Le porte delle case e degli uffici sono state sprangate quando il clima politico era arrivato ad esalare i miasmi di un intossicamento dialettico inaudito. I pozzi della politica erano avvelenati e tanti che vi si abbeveravano sono stati costretti ad alzare la testa scrutando un orizzonte assai diverso dalle rappresentazioni deformate che gli inquinatori davano loro a bere, obbligati a rendersi conto che nessun nemico, nessun migrante, nessun diverso stava attentando alle loro fragili vite e a quelle dei loro cari.
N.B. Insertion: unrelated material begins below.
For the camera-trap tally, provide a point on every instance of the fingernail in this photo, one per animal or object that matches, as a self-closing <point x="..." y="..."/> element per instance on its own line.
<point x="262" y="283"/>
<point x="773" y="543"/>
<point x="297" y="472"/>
Entità politiche violente si sono dimostrate prive di basi e vacillanti quando i nemici da loro paventati, le cui sagome di cartone venivano issate sapientemente per terrorizzare gli elettori, si sono disintegrati. Sagome invece rassicuranti per tanti che hanno fatto della rinuncia al principio di realtà la cifra della loro vita barricata.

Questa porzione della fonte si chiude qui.